In his excellent book, Star Schema, Christopher Adamson begins Chapter 7, “Hierarchies and Snowflakes,” with the following language:
It is possible to describe a dimension table as a series of parent-child relationships among groups of attributes. Days make up months, months fall into quarters, and quarters fall into years, for example. This chapter explores these attribute hierarchies and their implications for the design and use of dimensional databases.
Page 147. This understanding appears fully consistent with the definition of found in MSDN:
An attribute hierarchy is a hierarchy of attribute members that contains the following levels:
- A leaf level that contains each distinct attribute member, with each member of the leaf level also known as a leaf member.
- Intermediate levels if the attribute hierarchy is a parent-child hierarchy.
- An optional (All) level (IsAggregatable=True) containing the aggregated value of the attribute hierarchy’s leaf members, with the member of the (All) level also known as the (All) member.
It may seem intuitively obvious what the phrase “Attribute Hierarchy” means, and the descriptions given by Mr. Adamson and the definition given in MSDN probably fit neatly with your intuition. If you follow your intuition, however, other documentation for Microsoft SQL Server Analysis Services (SSAS) becomes confusing, and you are unlikely to leverage features of the product that will make it more useful and responsive.
To cut to the chase, what you need to know is this: In most of Microsoft’s documentation (other than the definition shows above) and within the user interface of Business Intelligence Development Studio (“BIDS”), “attribute hierarchy” means a hierarchy with exactly one attribute. Intuitively, a hierarchy with only one attribute may not seem like much of a hierarchy at all to most people. By default, however, it does contain two levels: The All level and the level under the All level with (by default) the same name as the attribute.
MSDN defines an additional type of hierarchy, the “user-defined hierarchy.” It is defined in the following way (Attribute Hierarchies, from MSDN attributes and attribute hierarchies) :
A user-defined hierarchy is a balanced hierarchy of attribute hierarchies that is used to facilitate browsing of cube data by users. User-defined hierarchies do not add to cube space. Levels in a user-defined hierarchy can be hidden under certain circumstances and appear unbalanced.
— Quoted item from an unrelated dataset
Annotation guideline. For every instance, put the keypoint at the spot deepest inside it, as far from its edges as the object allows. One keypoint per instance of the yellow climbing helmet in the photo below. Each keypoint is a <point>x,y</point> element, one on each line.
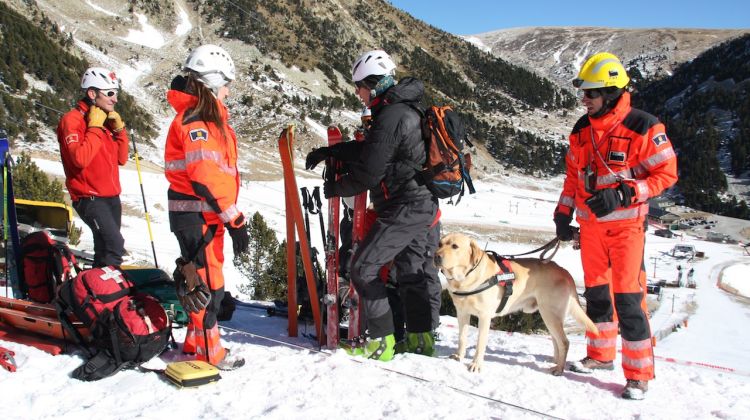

Clearly, this definition contemplates the possibility of more than two levels created from more than one attribute, and this definition of “user-defined hierarchy” seems to be the same as our intuitive understanding of “attribute hierarchy.” But they are in fact different within the Microsoft world.
So… Why should we care?
Why do we care? Because in SSAS, individual attributes contained in dimensions have properties that only make sense if a stricter definition of attribute hierarchy is used–a definition that refers to hierarchy with exactly one attribute level and (usually) an All level. Look at the properties window for a single attribute contained in a dimension:
Notice that there are several properties of the attribute that have “Attribute Hierarchy” contained within them and that these properties are not properties of a user-defined hierarchy. The description contained in gray-highlighted box at the bottom of the properties window only makes sense if “attribute hierarchy” and “user-defined hierarchy” mean different things.
Developers define user-defined hierarchies in the “Hierarchies” panel of the Dimension Structure tab.
In conclusion, be aware that when you are reading Microsoft documentation and using the SSAS interface, “attribute hierarchy” and “user-defined hierarchy” are two very distinct things, and failing to understand this will result in confusing properties that only apply to attribute hierarchies to user-defined hierarchies.